At length, with everything (TDRS-B and Spartan) and everybody in place, their mission-specific training commenced in the late autumn of 1985, with the astronauts averaging 49-hour workweeks to ensure proficiency in robot arm operations, Spartan deployment and retrieval activities, IUS systems, ascent and entry procedures and each of the experiments crammed into Challenger’s middeck. The 51L mission itself was deemed ‘moderately complex’ in view of the Spartan commitment, although both it and a TDRS deployment had already been ‘baselined’ on previous flights.

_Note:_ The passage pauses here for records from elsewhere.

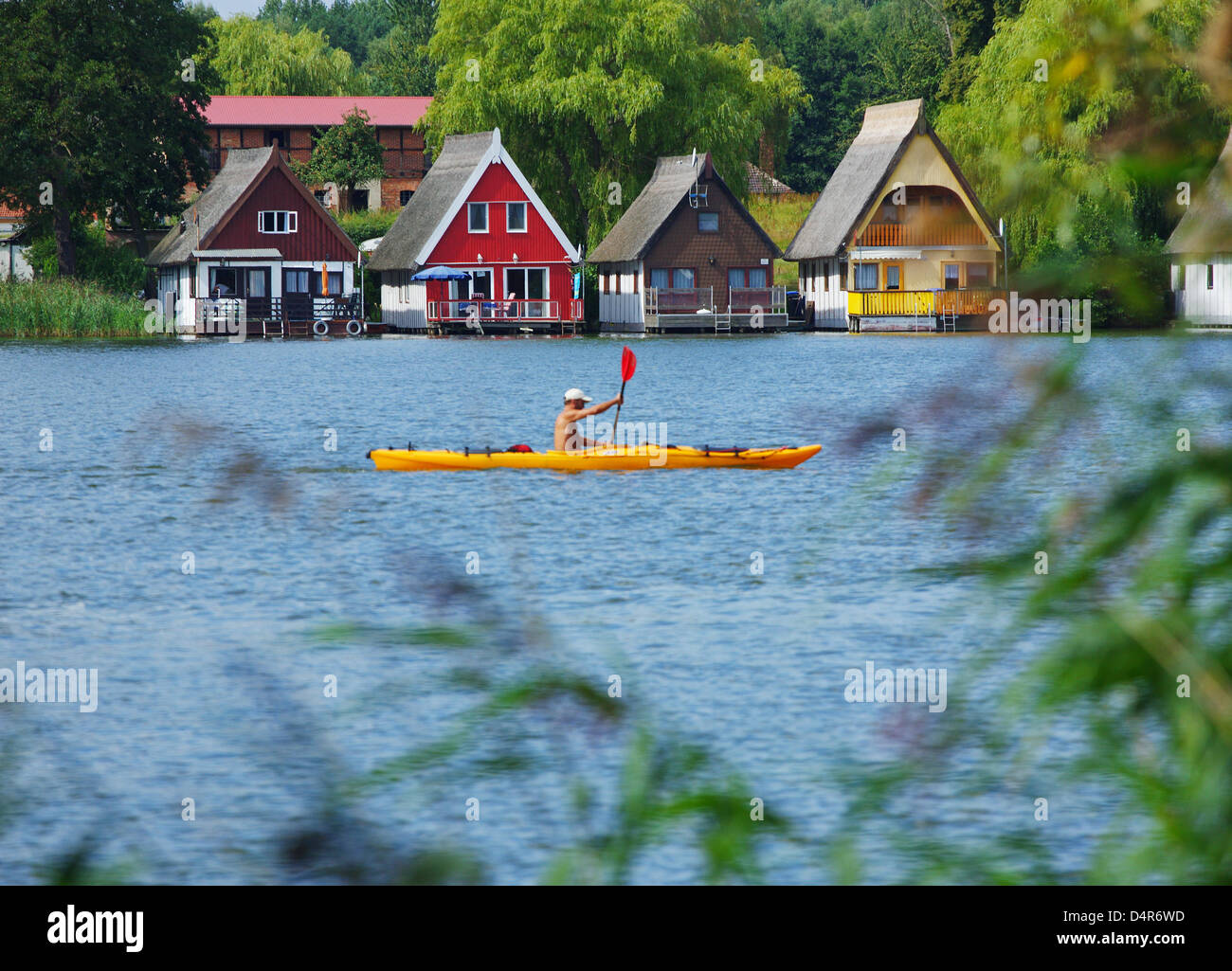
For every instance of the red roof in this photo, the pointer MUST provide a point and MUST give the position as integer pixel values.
(292, 111)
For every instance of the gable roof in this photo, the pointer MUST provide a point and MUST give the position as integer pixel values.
(226, 192)
(649, 213)
(859, 179)
(446, 188)
(292, 111)
(1206, 225)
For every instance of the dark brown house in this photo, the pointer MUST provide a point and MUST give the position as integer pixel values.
(688, 257)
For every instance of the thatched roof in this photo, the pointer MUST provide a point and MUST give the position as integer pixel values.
(859, 181)
(652, 211)
(226, 191)
(1206, 225)
(763, 184)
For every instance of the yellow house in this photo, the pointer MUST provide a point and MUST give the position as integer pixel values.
(898, 239)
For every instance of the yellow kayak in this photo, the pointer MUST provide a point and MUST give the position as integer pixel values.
(620, 459)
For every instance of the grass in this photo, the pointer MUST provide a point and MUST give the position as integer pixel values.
(781, 216)
(65, 308)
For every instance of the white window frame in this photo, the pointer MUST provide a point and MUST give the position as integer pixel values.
(290, 222)
(469, 221)
(525, 220)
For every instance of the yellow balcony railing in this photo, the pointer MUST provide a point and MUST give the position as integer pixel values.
(890, 303)
(920, 302)
(922, 234)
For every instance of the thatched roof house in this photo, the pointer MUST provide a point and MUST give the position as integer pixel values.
(896, 225)
(1202, 250)
(686, 255)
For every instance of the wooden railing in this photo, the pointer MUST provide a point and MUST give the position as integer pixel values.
(770, 299)
(920, 302)
(679, 299)
(913, 234)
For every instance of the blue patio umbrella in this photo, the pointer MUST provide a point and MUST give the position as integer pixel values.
(442, 273)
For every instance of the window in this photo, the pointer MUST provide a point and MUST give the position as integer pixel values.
(516, 217)
(528, 285)
(477, 217)
(278, 221)
(754, 278)
(480, 285)
(980, 275)
(295, 281)
(866, 277)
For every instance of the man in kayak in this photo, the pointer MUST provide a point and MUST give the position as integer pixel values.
(568, 438)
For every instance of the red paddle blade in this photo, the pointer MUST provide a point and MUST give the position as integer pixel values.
(627, 365)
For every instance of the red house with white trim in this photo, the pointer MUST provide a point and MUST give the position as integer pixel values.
(476, 212)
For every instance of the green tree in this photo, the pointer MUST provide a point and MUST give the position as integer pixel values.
(849, 56)
(349, 25)
(588, 95)
(95, 116)
(399, 62)
(1063, 131)
(253, 57)
(345, 155)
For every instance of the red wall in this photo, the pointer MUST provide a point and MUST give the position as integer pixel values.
(536, 245)
(313, 239)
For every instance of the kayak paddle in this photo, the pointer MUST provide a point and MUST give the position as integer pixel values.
(627, 366)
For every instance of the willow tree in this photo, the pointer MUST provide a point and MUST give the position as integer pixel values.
(587, 95)
(253, 57)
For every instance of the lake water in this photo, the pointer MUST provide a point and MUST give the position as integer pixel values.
(186, 530)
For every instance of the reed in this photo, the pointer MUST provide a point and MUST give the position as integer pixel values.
(64, 308)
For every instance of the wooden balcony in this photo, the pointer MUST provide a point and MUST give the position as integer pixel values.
(920, 234)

Still, despite a hectic six days in space, all seven astronauts intended to spend some moments appreciating the uniqueness of where they were. “We have a fairly busy timeline and it’s nice to have time to go look out the windows,” Scobee, who had flown once before on Challenger in April 1984, said during one of his last interviews. “I guess one of the things that pleasures me most is to have a quiet time where you can go look out the windows, turn out the lights and look at the stars and Earth and thunderstorms. Just the sheer joy of doing it is probably the most fun part because it’s hard to single out one thing, but even the hard work of it is generally fun.

“I enjoy the flying. I enjoy the excitement and thrill of the ascent, because it is really dramatic. Entry is fiery – just an amazing light show – and the fires of hell are burning outside your window and you’re sitting there nice and comfortable watching all this go on and it’s just a neat feeling”.

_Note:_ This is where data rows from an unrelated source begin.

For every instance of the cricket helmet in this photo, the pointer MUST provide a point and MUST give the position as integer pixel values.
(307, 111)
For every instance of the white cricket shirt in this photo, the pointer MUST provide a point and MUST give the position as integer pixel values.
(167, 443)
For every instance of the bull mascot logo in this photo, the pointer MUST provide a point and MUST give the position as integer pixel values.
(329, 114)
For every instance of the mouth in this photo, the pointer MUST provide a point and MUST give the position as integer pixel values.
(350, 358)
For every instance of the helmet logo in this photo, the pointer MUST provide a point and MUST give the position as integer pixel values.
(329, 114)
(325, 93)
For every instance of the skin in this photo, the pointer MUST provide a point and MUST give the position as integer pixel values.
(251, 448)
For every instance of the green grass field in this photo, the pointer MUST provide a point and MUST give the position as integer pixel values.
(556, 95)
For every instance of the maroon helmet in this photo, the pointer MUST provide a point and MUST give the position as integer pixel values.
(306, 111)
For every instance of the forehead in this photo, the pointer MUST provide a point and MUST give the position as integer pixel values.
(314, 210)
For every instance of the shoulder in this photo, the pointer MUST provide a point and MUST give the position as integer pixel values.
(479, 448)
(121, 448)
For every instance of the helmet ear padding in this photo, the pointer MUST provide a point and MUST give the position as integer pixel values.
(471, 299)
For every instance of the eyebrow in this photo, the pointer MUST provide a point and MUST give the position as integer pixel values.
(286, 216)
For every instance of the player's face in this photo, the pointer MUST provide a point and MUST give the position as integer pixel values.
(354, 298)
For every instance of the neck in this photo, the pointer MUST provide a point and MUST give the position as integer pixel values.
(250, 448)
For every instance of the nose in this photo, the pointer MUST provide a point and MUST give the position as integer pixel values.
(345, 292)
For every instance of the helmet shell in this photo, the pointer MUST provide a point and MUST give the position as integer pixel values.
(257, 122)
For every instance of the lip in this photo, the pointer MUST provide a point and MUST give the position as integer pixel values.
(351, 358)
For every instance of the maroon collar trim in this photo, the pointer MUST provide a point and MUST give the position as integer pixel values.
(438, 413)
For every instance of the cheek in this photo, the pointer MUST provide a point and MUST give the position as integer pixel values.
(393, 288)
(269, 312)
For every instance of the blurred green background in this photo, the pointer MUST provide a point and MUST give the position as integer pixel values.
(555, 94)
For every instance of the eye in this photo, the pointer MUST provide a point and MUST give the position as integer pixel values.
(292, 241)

Nonetheless, Scobee had already announced before setting off that 51L would be his last space mission; doubtless, he intended this one to count even more so than his previous flight. His last comments of encouragement to his crewmates over Challenger’s intercom in the final seconds of the countdown were words that conveyed enthusiasm, dedication, professionalism, childlike wonder…and an uncanny, though unwitting, preview of what would happen.

“Everybody strap in tight,” he told them cheerily. “We’re about to go for the ride of our lives”.